I am what most people call a fair girl.  I have naturally blond hair and blue eyes with a spatter of freckles dusting my nose.  I burn, I peel and even after a summer by the pool I am at my best a gentle shade of cream.

Self-tanner is my friend in the summer.  Usually I do a mystic-tan for big events, but because this weekend is my fortieth birthday I thought I would go all out for the personal touch.

And Kolby’s pre-school teacher (also a spa owner) gave me good deal.  How could I refuse?

Maggie looked at me and smiled.  “Now go home and sleep and take a shower in the morning.  Half of this will come off and you won’t be this dark.  Don’t be scared when you look in the mirror.  It won’t be this dark.  I promise.”

I turned and glanced in the mirror and almost fell over.  My body looked smoking tan but my face looked like the scary tan lady who took her kid to the tanning bed.

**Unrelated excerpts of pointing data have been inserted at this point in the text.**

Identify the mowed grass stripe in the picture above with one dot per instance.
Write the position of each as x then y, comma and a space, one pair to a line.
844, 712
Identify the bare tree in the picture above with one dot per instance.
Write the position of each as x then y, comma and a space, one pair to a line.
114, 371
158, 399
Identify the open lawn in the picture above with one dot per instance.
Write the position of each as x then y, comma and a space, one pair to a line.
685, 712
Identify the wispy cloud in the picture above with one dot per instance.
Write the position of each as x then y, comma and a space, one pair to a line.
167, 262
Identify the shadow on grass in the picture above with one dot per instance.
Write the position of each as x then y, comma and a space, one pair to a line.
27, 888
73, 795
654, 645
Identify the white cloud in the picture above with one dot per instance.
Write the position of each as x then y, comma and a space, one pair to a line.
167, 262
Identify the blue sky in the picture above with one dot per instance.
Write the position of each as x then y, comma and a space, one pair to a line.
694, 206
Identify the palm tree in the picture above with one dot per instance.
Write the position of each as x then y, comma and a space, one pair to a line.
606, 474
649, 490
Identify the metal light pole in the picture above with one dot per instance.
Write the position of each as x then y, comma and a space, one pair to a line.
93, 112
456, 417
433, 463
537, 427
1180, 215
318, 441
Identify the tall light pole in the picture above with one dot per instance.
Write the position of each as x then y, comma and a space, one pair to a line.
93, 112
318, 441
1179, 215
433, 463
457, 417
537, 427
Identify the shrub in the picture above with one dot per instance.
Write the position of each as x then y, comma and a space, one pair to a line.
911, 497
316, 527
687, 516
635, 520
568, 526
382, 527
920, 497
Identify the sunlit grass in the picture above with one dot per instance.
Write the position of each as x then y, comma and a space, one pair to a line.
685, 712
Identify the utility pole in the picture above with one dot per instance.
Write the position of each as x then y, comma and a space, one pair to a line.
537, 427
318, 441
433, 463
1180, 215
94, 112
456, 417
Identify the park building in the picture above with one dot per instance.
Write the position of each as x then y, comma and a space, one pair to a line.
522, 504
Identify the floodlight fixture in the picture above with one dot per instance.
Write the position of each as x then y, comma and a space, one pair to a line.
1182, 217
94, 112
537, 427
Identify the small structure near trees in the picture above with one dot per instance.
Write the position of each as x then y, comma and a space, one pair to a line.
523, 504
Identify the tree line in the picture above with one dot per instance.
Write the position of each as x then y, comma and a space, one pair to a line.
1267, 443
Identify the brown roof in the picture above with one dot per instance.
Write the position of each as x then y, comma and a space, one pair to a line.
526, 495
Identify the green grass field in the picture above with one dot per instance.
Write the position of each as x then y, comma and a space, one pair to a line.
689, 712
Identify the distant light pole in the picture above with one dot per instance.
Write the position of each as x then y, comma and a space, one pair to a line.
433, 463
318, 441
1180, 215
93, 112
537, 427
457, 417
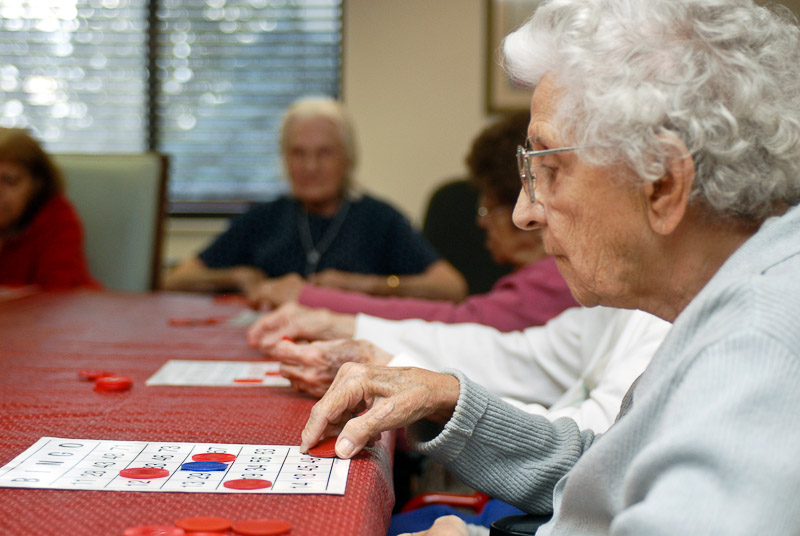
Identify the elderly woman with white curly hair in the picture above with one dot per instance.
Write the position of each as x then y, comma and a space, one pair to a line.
664, 172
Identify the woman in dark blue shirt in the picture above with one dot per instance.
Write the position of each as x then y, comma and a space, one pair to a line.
325, 231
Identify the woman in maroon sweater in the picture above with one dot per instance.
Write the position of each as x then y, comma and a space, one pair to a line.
41, 237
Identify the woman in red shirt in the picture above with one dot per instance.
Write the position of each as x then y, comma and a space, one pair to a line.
41, 237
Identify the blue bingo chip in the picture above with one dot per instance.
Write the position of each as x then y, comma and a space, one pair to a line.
204, 466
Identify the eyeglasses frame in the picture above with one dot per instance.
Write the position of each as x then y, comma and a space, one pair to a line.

I looked like an Aborigine with blond hair. 

How could I go home like this?  I put on my glasses, paid her and skulked out.

When I got home I ran up to my room and grabbed a wipey and tried to undo the damage to my brown face.  My daughter Faith came upstairs and in her usual Jr. High tactfulness said, “Ummm, do you think she did a good job?”

I ran downstairs as my son and husband returned home.  Kyle walked in and started laughing, “Mom, who screwed up your face?”

Kolby stared and looked confused.  And then I started crying brown tears of shame.

My sweet husband calmed me down and stared at my tan legs and arms. “I like it,” he exclaimed.  It will be better tomorrow. 

Leave it to my darling man to talk me off the cliff.

I woke up this morning at 4:45am and showered.  And fortunately, Maggie’s prediction came true.  All the icky brown washed down the drain leaving me with a pretty golden glow.